Wikinvest Wire

That's gasoline in that hose, not water

Monday, June 30, 2008

This morning's Ahead of the Tape column($) in the Wall Street Journal trots out the same old tired axiom about recent Federal Reserve policy as it relates to financial instability and rising prices, particularly rising oil prices - the old "fireman" metaphor.

Like many others, the "fireman as arsonist" model always seemed to make more sense to me.

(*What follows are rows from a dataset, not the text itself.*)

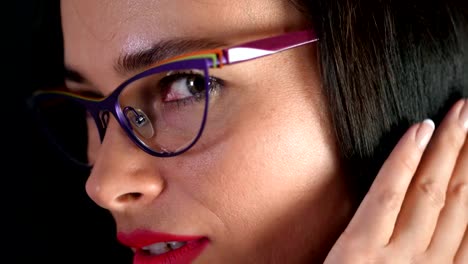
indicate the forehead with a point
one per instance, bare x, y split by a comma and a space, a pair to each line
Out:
96, 32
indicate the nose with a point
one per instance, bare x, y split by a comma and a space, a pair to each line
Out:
123, 175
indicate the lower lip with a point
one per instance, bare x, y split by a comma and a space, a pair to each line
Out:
183, 255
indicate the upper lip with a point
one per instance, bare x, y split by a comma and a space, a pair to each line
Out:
141, 238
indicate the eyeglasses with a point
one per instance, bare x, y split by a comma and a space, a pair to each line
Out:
163, 109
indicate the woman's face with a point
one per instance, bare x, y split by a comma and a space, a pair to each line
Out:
270, 189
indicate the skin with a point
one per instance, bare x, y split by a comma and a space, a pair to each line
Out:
265, 192
255, 206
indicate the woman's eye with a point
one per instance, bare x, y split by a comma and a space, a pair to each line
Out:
185, 86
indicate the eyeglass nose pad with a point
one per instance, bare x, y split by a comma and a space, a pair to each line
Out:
139, 121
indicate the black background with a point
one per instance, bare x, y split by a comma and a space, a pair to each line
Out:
47, 215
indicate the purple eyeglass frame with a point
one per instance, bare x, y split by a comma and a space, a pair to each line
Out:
202, 60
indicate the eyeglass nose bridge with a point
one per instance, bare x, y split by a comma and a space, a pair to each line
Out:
139, 121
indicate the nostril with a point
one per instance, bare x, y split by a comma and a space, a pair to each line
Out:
129, 197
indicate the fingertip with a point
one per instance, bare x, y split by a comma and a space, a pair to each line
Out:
424, 133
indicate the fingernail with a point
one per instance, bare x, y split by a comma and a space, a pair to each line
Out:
424, 133
464, 116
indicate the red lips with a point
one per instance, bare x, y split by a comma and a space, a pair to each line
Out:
183, 255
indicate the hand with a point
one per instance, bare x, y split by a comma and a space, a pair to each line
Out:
416, 211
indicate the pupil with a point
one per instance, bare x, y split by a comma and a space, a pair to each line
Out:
196, 84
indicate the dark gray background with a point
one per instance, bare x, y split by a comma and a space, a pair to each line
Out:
47, 216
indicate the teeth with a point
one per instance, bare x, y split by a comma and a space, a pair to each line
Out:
163, 247
176, 245
157, 248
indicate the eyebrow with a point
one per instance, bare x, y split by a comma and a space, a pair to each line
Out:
162, 50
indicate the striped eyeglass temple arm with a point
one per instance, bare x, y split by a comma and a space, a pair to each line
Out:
264, 47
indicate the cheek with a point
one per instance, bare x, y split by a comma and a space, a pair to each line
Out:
270, 184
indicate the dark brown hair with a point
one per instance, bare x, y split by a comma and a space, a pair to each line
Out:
387, 64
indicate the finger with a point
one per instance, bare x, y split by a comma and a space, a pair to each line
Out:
462, 254
426, 195
375, 218
453, 219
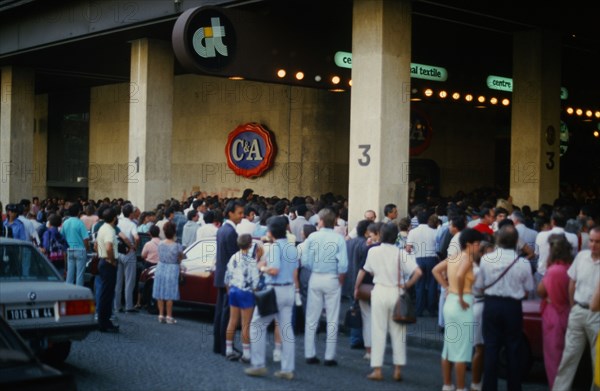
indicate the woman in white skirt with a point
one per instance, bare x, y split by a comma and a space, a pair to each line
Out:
386, 263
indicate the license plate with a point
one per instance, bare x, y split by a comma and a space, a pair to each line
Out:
30, 313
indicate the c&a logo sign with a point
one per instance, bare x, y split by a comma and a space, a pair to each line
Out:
250, 150
208, 39
204, 39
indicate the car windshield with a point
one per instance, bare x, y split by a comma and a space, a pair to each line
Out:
19, 262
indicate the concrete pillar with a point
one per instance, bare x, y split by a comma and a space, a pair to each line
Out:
380, 107
17, 108
150, 123
535, 118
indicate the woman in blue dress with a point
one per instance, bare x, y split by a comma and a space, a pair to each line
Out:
166, 275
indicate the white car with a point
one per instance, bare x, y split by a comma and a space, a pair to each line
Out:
39, 305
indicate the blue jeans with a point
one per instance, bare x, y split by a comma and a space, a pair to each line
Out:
76, 260
426, 286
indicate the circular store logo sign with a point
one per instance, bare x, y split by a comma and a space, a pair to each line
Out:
250, 150
204, 38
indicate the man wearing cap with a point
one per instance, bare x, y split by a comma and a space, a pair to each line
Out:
583, 323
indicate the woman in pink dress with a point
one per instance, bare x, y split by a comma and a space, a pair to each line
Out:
555, 307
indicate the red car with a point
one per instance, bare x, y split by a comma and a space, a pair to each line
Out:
197, 285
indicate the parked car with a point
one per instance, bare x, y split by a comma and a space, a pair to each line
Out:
197, 286
21, 370
35, 301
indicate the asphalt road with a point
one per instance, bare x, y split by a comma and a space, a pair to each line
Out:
147, 355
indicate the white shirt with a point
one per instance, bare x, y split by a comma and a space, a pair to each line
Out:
542, 247
245, 227
383, 262
514, 284
422, 240
585, 271
206, 231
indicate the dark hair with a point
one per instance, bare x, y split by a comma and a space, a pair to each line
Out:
54, 220
328, 217
231, 207
170, 230
560, 249
74, 210
244, 241
277, 225
388, 233
154, 231
458, 222
559, 219
507, 237
192, 213
308, 229
361, 228
109, 214
127, 210
388, 209
469, 236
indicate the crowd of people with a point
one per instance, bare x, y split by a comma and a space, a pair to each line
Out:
469, 261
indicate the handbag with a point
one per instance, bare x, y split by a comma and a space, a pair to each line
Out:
266, 301
364, 292
353, 318
404, 309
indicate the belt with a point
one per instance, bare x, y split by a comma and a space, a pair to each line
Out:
583, 305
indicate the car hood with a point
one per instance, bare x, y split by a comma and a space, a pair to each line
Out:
20, 291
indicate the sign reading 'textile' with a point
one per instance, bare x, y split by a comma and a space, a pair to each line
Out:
418, 71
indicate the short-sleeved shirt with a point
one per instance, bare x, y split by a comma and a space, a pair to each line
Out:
75, 232
106, 234
585, 271
384, 261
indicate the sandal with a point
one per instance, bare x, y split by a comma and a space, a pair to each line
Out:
171, 320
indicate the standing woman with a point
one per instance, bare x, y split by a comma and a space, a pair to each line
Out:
384, 263
555, 307
458, 310
166, 276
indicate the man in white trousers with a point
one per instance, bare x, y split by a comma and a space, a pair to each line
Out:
326, 256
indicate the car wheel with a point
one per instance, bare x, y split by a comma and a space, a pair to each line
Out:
147, 298
526, 360
57, 353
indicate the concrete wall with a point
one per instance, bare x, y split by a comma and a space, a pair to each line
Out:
109, 142
311, 129
40, 147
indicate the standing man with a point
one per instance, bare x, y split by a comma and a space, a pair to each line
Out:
505, 278
107, 268
583, 323
326, 256
226, 247
77, 237
421, 242
127, 262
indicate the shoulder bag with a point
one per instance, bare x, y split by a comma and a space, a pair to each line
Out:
404, 309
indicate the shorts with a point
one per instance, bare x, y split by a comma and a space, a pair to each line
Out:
241, 299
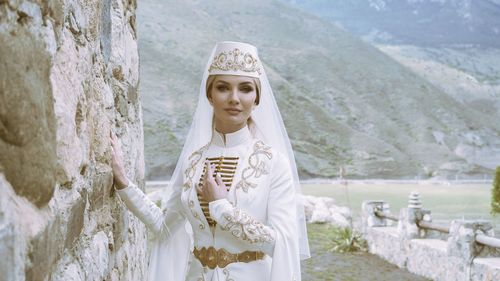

Follow the logic, if you will...

With the prospect of a world-wide meltdown in banking and credit during an era of rising prices that show up everywhere but in the government's inflation statistics, faced with the choice of saving the global financial system by creating even more money and credit OR reducing the amount of money and credit pumping through its veins in order to contain rising prices, the Bernanke Fed is said to have chosen the lesser of two evils by selecting the former.

In fact, since the credit crisis began almost one year ago, the idea of central banks "tolerating more inflation", erring on the side of more money and credit creation to ensure stability, has become almost conventional wisdom.

And so it was again this morning:

In a sense, the Fed's decisions of the past few months were easy ones. Inflation worries never went away, but when the house is on fire, nobody complains to the firemen about water damage.
As seen in the Fed Funds vs. Crude Oil graphic above, clearly that hasn't been water coming out of Ben Bernanke's fireman's hose.